Not a mirage, this "ghost town" really exists
Not a mirage, this "ghost town" really exists

Photo by Michael Kovler, you're in charge

When we think of Namibia, the first thing that comes to mind is the Namib Desert, which is known as the most beautiful desert in the world. Under the scorching sun, this vast desert seems to be nothing special, there is no grass, with the characteristic eternal scorching "yellow", majestic, quiet, with a straight face, dead silence. However, in fact, hiding under the sea of sand, there is a little-known ancient life; at the end of this desert, there is an endless sea; and above the desert, there are the brightest stars in the world; in the center of the desert, there is a desert "ghost town" that is isolated from the world.

Strange life in the ancient desert

Not a mirage, this "ghost town" really exists

Photo by Thomas Peschak, National Geographic

The pygmy viper's eyes are so small that it is difficult for the average person to identify them. This snake is shy by nature, but extremely poisonous, good at camouflage, and can be called a master of disguise.

The Namibian Desert is 55 million years old and is one of the oldest on Earth.
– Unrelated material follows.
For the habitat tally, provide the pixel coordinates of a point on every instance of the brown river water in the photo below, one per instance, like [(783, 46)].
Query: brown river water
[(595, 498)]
It is home to a large number of unique creatures that have long adapted to their harsh environment. The Masquerade Pygmy Viper, the Misty Farmer's Step-By-Step Beetle, and the unspicious Mongoose, along with the plants, enjoy the thick fog of the desert from the Atlantic Ocean at night.

Not a mirage, this "ghost town" really exists

The pseudo-step beetle is a fog farmer. Namibia's air is extremely dry, and animals have evolved unique ways of adapting to desert environments.

Photographer Thomas Peschak calls it "Planet Namibia" and says it's his closest expedition to space travel — shooting in the Namibian desert just needs to be ready to be "surprised" at any time. This desert looks barren and dead, but it is actually a kaleidoscope of life that never stops, "and I am the only human being on the planet Namibia!" The photographer said.

Not a mirage, this "ghost town" really exists

A white desert spider appears to "dance" on the sand to fend off predators or competitors of the same kind who capture their prey.

Not a mirage, this "ghost town" really exists

Humans sometimes catch young mongooses in the desert and then sell them as pets on the side of the road. Mongoose is not suitable for captive domestication, and this mustela sanctuary is a refuge for mongooses that were once used as pets.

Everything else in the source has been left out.